Siz ki seçkin ve üstün özelliklerinizle bu
millete hizmet etmek gibi bir fedakârlık içindesiniz. Milletin de sizin için
canını, malını feda etmesinden daha doğal ne olabilir ki?
Sizler mübarek insanlarsınız. Baroların,
derneklerin mensubu olan sıradan ve günahkâr insanların katıldığı kongrelerle, sizin kongrelerinizdeki virüsün davranışı bir
olabilir mi? Sizler okuma, üfleme, aşılama, test dâhil maddi ve manevi bütün
tedbirleri almışsınızdır.
Bütün şehirlerden binlerce kişiyi Ankara’ya
davet edip spor salonunda “lebalep” topladınız. Canını sizin için feda
etmeye hazır müritlerinizin trans halinde sloganlarıyla mest oldunuz. Bu
kadarcık hazzı size çok görenler utansın.

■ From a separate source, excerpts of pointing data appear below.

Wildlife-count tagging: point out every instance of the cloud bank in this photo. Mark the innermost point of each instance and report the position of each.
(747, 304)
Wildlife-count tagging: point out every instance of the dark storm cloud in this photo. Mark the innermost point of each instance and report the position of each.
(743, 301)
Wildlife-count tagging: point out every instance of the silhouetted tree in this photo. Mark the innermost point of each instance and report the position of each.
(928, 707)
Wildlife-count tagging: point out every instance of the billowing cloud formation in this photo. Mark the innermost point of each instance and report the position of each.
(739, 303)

Bazı münafıklar “her hasta kendisinden
başka iki kişiye bulaştırırsa bu patlamadır” diyorlar. Şaha satrancı öğreten bilge ile alakalı efsaneyi hatırlatıyorlar:
“Malum şah hocasına ‘dile benden ne
dilersin’, der. Alçakgönüllü görünümündeki açıkgöz bilge, boynunu bir yana eğer
ve satranç tahtasının ilk karesine bir buğday tanesi, ikinciye iki, üçüncüye 4,
sonra 8, 16 buğday tanesi diye devam etmesini, toplamı da lütfetmesini ister.
Şah, bu çok mütevazı dileğe şaşar ama kabul eder. Sonra ülkedeki buğday
stokunun bu dileği karşılayamayacağı anlaşılır. Öyle ya, sadece 64’üncü karede
2’nin 63’üncü kuvveti kadar buğday vardır. 10’un önüne 19 sıfır koyarak
görebilirsiniz bu sayının yaklaşık değerini.”

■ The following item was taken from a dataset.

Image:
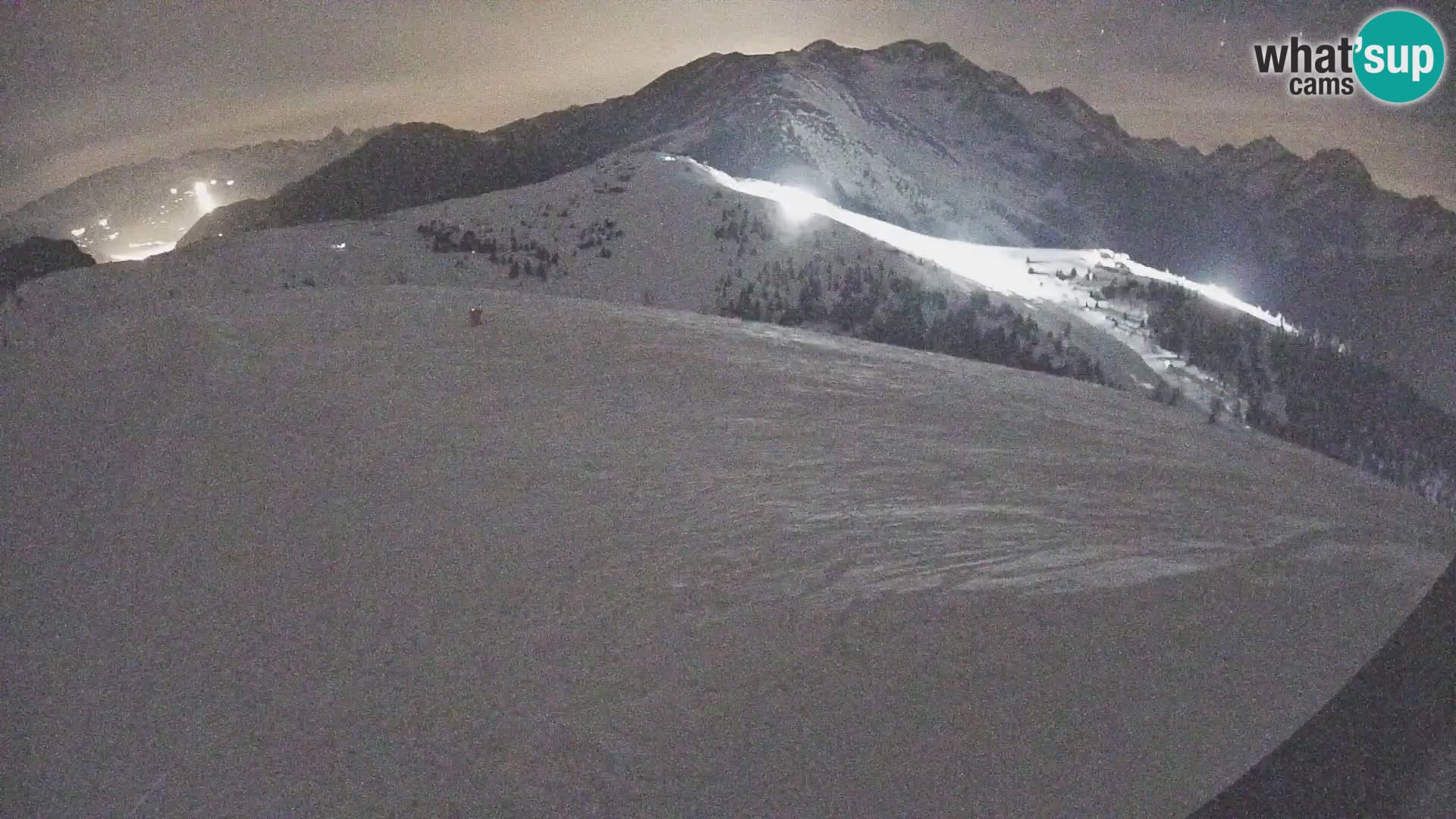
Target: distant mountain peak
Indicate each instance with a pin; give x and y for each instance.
(1267, 148)
(1340, 162)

“Bu efsane doğruysa yani virüs bu şekilde yayılıyorsa yandık” diye
hayıflananlara şaşarım.
Sizin rakamlara takla attırmadaki
becerilerinizden haberleri yok.
Hem de eskisi gibi her pozitif çıkanı, her
belirti göstereni hastaneye almadan evde tedavi etme yeteneğinizden de
haberleri yok. Baksınlar bakalım hastanelerde yoğun bakımlar dolmuş mu?

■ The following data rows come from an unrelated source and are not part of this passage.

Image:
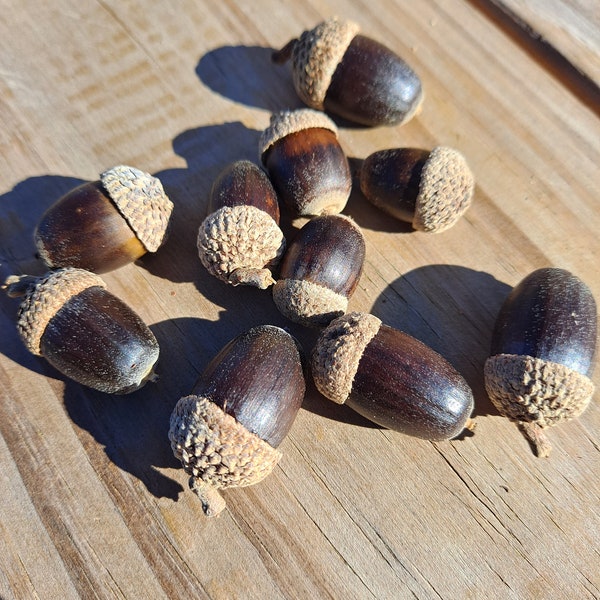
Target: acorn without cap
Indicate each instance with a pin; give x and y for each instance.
(320, 270)
(336, 69)
(227, 432)
(429, 189)
(103, 225)
(542, 354)
(391, 378)
(240, 241)
(305, 162)
(88, 334)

Sizin “yaptıklarınıza hayalleri bile
erişmeyen” nankör ve müzmin muhalifler var. Bunlar her esere karşılar. İstanbul’un
acil ihtiyacını karşılamak için Atatürk Havalimanı pistinin üzerine bile
hastane yaptırdığınızı dahi eleştiriyorlar.
Bu eleştirenlerin evlerine büyük kongrenize
katılan “virüs taşıyıcı” müritlerinizi gönderseniz ne iyi olur. Böylece bu
hastanelerdeki tedavi hizmeti kalitesini bizzat görmelerini sağlarsanız, belki
yaptıklarınızın önemini anlarlar.
Sizin dünyada kimsenin görmediğini görme,
akıl edemediklerini yapabilme kudretinizi göremiyorlar.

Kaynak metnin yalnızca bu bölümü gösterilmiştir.